1975年、スイス生まれ。HECローザンヌ大学を卒業後、タグ・ホイヤーに入社。以降、さまざまな会社でマーケティング職に就いた後、2008年にモーリス・ラクロア入社。インターナショナルマーケティングディレクターとしてブランドの知名度向上に寄与。14年7月から現職。ラインナップを整理したほか、新コレクションのアイコンをリリース。加えてサプライチェーンを刷新した。
「15年前から、何がモーリス・ラクロアの象徴になるかを模索していました。4年前にマーケットリサーチを行い、完成したのがこのアイコンです。強いデザインを持ったことが成功の一因でしょうね。それと、ラグジュアリースポーツウォッチのブームが続いていることも大きいですね」
かつてモーリス・ラクロアといえば、ユニークでニッチな機械式時計を作るメーカーという印象が強かった。しかし今や、エントリーからミドルレンジの価格帯におけるスポーティーウォッチメーカーの雄に変わった。同社が矢継ぎ早に、アイコンを拡充し続ける理由だ。
「30年前のモーリス・ラクロアは、魅力的な価格に特徴がありました。しかし、2010年前後に、高価格帯に集中しすぎてしまった。アイコンで意図したのは手が届く価格帯に戻すこと、でした」
その意図は成功したが、売り上げの半数がアイコンというのは問題ないのだろうか? 「フィフティ ファゾムス」に注力するブランパンでさえ、売上本数の3分の1しかないのである。

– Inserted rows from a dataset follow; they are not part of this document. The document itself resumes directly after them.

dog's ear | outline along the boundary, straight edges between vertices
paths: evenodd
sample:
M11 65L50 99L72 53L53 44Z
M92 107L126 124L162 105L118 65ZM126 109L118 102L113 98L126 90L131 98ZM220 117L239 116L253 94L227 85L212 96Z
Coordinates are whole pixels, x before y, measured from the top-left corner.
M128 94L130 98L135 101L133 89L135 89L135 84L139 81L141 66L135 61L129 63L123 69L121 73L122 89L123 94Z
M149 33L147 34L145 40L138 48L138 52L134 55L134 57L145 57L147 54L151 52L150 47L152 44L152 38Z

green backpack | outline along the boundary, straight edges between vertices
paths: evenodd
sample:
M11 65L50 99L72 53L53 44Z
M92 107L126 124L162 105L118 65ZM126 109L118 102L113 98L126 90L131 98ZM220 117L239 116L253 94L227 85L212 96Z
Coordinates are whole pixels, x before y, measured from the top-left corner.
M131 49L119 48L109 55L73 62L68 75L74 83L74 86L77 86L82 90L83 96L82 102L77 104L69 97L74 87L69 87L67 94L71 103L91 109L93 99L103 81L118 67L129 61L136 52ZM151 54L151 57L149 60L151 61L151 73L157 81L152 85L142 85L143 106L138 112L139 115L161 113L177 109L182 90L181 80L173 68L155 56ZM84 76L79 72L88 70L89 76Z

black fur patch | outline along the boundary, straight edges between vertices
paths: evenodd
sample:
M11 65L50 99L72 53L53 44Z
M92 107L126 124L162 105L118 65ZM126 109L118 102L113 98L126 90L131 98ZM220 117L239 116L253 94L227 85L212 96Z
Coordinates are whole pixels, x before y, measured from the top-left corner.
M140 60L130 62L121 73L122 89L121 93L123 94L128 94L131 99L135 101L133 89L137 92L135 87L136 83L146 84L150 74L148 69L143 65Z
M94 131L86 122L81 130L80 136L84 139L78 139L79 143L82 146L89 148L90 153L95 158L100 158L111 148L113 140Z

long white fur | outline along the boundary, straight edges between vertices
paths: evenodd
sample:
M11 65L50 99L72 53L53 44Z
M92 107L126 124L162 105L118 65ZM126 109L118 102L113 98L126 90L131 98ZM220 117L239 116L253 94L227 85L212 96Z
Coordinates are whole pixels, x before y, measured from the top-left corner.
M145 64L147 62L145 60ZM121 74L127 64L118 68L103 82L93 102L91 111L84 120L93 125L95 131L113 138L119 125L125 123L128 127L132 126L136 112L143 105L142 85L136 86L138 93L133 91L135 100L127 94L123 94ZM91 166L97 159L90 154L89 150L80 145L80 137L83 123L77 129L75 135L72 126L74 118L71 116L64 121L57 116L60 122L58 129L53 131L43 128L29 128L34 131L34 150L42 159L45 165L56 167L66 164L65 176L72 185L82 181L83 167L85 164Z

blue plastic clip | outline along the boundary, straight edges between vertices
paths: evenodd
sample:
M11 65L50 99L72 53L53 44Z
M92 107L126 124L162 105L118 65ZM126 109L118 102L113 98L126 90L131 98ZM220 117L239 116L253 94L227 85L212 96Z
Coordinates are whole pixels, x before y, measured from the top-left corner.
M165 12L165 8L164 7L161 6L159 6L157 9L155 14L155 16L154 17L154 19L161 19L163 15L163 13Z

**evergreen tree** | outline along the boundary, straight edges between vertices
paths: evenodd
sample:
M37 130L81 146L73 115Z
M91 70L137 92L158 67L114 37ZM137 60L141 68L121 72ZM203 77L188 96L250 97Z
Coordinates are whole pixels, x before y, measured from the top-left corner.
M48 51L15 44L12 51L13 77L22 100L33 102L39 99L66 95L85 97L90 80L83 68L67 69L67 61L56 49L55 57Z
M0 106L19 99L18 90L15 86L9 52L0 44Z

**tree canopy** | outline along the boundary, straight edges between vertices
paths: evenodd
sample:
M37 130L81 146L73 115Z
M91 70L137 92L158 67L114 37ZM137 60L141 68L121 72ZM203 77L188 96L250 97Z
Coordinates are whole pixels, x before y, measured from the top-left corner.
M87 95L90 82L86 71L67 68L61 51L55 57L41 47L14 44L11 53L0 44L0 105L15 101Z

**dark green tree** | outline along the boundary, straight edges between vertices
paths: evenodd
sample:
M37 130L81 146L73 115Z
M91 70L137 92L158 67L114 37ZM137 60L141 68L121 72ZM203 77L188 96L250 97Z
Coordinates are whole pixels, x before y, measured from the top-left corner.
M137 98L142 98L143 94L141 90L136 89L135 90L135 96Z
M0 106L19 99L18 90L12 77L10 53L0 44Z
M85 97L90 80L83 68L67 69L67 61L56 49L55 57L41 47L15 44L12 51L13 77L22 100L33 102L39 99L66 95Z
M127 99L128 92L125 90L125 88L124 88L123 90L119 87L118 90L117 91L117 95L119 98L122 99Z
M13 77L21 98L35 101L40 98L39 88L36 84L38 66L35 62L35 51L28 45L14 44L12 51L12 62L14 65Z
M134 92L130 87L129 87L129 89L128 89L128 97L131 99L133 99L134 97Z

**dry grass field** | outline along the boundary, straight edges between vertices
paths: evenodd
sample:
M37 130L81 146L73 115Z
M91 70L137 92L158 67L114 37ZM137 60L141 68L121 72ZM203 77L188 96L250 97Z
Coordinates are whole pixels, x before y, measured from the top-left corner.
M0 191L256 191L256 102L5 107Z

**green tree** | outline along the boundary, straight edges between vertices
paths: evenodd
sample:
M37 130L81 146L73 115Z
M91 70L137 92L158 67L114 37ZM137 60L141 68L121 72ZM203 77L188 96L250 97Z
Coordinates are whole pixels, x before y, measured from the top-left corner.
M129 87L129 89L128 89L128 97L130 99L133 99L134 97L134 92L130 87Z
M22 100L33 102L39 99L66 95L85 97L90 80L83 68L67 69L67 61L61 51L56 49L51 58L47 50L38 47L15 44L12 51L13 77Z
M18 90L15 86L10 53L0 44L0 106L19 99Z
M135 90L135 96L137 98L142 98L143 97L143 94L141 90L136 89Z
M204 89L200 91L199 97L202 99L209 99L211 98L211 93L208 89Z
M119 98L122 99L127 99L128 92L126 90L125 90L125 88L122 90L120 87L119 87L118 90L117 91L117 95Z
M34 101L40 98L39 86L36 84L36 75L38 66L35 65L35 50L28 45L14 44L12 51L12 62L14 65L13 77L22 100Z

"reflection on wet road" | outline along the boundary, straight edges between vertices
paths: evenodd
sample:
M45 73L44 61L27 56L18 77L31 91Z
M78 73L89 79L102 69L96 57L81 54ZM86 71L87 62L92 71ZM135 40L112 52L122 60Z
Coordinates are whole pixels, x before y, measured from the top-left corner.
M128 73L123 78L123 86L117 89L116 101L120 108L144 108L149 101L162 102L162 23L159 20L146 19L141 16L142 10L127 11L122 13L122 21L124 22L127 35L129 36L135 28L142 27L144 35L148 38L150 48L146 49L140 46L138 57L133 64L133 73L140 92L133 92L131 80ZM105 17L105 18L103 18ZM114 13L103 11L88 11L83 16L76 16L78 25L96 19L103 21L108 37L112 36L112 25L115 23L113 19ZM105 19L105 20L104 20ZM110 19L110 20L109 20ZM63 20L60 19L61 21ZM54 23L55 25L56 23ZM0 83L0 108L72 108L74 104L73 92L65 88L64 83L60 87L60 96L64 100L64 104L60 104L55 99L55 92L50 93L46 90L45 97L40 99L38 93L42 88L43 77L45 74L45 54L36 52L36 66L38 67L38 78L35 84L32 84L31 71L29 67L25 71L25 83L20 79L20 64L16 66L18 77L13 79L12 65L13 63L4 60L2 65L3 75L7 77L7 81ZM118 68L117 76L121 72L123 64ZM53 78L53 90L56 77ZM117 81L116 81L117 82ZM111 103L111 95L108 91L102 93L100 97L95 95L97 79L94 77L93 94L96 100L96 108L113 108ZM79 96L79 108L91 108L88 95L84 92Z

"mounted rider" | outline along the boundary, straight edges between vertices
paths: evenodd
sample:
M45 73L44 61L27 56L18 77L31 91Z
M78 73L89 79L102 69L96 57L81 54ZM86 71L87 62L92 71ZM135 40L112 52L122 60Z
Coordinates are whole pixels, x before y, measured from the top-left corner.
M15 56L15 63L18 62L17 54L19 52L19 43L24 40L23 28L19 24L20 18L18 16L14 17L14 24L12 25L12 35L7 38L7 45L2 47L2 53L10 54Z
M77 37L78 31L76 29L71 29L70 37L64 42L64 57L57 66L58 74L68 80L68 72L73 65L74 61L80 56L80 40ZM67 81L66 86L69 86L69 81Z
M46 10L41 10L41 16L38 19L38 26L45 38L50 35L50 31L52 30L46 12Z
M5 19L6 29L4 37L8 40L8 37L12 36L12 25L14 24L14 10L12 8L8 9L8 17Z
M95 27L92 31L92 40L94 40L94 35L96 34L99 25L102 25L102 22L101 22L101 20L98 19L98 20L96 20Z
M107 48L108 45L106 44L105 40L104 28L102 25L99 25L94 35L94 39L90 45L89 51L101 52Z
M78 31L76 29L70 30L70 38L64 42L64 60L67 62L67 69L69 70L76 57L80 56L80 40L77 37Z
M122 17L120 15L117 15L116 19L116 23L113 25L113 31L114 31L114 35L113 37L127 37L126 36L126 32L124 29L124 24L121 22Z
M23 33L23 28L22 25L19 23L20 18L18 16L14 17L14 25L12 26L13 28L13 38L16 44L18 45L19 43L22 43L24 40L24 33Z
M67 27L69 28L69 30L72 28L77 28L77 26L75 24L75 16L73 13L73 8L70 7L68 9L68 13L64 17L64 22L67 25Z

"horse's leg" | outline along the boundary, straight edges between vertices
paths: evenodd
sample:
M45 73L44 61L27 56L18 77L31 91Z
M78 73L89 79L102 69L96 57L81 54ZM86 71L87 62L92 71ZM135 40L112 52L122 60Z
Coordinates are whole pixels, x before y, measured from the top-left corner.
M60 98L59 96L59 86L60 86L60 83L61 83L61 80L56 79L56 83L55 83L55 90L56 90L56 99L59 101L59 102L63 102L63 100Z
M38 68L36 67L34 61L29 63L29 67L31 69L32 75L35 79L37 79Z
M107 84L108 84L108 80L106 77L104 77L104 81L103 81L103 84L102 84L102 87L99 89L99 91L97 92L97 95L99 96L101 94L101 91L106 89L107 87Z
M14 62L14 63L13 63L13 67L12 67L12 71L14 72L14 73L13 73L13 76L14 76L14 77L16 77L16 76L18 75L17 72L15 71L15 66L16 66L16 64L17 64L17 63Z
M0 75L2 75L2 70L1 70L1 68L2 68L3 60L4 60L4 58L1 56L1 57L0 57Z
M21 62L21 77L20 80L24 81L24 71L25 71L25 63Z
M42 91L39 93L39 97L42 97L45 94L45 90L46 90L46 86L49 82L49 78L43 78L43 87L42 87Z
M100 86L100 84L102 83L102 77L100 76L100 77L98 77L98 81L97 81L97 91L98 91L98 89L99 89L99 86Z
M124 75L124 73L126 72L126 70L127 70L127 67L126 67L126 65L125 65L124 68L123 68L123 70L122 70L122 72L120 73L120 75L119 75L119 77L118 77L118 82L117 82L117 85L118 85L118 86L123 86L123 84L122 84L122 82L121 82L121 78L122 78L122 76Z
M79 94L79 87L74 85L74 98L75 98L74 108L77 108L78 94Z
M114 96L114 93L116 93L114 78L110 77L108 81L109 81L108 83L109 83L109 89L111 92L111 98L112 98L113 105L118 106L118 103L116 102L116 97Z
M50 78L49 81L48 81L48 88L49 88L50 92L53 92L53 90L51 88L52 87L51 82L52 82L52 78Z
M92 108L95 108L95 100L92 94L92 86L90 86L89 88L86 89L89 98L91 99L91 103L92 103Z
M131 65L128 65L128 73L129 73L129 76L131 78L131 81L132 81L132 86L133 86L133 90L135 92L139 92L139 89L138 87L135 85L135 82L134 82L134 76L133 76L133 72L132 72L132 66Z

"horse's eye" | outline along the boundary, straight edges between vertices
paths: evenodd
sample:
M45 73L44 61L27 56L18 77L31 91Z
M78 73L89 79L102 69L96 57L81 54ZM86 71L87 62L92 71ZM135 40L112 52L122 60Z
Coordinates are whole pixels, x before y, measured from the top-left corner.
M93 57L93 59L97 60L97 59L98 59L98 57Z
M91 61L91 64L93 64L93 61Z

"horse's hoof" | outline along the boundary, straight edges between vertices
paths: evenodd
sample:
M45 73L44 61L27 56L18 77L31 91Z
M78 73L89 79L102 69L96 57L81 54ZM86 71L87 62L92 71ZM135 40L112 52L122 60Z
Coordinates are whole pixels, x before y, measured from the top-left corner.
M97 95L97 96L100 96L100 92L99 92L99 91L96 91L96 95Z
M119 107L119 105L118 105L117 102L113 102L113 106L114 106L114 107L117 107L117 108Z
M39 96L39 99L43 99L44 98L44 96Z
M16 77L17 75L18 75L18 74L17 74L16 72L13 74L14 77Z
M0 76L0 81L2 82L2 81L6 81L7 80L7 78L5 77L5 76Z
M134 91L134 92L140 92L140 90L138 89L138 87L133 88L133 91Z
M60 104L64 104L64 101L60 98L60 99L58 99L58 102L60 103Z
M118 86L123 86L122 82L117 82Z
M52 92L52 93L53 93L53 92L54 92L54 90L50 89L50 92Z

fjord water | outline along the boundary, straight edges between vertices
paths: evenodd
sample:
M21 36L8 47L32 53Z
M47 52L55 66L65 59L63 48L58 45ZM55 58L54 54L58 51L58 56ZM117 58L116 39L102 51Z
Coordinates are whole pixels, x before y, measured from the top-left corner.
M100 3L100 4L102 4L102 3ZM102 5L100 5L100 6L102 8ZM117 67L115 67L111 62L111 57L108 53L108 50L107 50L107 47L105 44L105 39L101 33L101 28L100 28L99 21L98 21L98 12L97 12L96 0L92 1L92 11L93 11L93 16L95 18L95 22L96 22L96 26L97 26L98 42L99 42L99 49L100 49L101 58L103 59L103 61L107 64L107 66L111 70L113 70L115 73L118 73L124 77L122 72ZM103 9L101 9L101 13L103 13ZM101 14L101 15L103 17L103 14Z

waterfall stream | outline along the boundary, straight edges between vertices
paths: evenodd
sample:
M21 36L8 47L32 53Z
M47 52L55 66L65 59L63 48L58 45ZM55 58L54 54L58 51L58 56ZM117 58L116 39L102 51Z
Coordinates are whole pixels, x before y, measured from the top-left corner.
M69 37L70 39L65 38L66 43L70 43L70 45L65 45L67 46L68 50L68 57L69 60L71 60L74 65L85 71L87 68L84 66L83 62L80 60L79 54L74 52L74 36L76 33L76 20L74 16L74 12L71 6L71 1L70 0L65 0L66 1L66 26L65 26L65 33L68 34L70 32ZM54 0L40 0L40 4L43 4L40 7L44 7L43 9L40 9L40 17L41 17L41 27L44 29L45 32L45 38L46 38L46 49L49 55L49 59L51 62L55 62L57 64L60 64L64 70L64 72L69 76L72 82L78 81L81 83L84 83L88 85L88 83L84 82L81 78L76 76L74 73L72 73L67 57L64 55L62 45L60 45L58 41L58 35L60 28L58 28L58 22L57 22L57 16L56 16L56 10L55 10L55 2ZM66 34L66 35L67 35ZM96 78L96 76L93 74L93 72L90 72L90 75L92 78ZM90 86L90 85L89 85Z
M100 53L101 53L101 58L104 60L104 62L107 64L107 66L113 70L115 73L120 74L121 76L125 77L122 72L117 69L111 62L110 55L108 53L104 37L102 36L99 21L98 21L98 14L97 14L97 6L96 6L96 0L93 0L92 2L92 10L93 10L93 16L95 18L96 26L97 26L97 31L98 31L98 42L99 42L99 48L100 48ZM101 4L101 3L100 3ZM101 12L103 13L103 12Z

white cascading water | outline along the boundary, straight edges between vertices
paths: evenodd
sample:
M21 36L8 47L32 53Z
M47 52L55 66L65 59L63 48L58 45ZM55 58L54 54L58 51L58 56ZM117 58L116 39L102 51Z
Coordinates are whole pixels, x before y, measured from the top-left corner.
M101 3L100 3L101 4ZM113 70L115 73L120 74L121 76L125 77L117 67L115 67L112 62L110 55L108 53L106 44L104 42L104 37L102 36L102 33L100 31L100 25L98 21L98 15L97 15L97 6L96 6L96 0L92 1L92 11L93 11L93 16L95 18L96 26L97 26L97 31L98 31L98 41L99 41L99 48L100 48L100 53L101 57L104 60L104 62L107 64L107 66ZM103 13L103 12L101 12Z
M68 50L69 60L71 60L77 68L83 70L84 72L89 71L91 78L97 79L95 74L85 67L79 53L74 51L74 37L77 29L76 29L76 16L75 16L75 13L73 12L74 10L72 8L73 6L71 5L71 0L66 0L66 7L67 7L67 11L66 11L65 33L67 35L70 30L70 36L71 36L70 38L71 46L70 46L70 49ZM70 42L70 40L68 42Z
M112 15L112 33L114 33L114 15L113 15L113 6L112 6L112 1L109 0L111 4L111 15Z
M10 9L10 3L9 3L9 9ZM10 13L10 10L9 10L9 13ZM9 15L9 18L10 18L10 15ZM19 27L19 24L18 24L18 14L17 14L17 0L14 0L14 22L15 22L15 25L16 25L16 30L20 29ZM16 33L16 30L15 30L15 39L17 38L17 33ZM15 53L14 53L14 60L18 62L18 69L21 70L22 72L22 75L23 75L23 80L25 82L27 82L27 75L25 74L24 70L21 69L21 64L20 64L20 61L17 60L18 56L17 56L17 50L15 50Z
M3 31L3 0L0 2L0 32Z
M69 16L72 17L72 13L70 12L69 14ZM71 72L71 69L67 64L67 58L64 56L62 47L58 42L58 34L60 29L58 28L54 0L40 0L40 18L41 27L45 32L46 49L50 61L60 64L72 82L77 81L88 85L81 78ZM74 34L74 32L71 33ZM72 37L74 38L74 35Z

「スポーツウォッチに依存する他社に比べるとまだまだ割合は低いと思います。モノプロダクトというレベルには達していません。また、モーリス・ラクロアのいるポジションで、アイコンの競争力は高いのです」
それはどういうことなのか?「同じ価格帯のメーカーも、やはりスポーツウォッチのブームに乗りたがっています。ですが、他社の多くはヘリテージを持っていない。一方、私たちにはカリプソがあり、それがアイコンのモチーフになった。だから強いんですね」
モーリス・ラクロアはすでに45年近い歴史を持っているのだ。併せて、同社は2年前からサプライチェーンを一新した。「モーリス・ラクロアのサプライチェーンは25年前と同じで、注文を予測して生産し、結果、在庫を積み上げていました。現在はT1、T2、品質管理のプロセスを見直すことで、注文を受けたら約20日で商品が届くようになっています」
3年前、筆者はモーリス・ラクロアが大グループを脅かすジャイアントキラーに化けるかもしれないと記した。今や同社は、最も注目すべきメーカーのひとつである。
300m防水に加えて、インターチェンジャブルストラップを備えた戦略的な価格のスポーティーウォッチ。ケース厚が11.6mmしかないため、装着感にも優れる。ケースは自社製造ではなくなったが、相変わらず質感はかなり良好だ。自動巻き(Cal.ML115/セリタSW200ベース)。26石。2万8800振動/時。パワーリザーブ約38時間。SS(直径43mm)。24万5000円。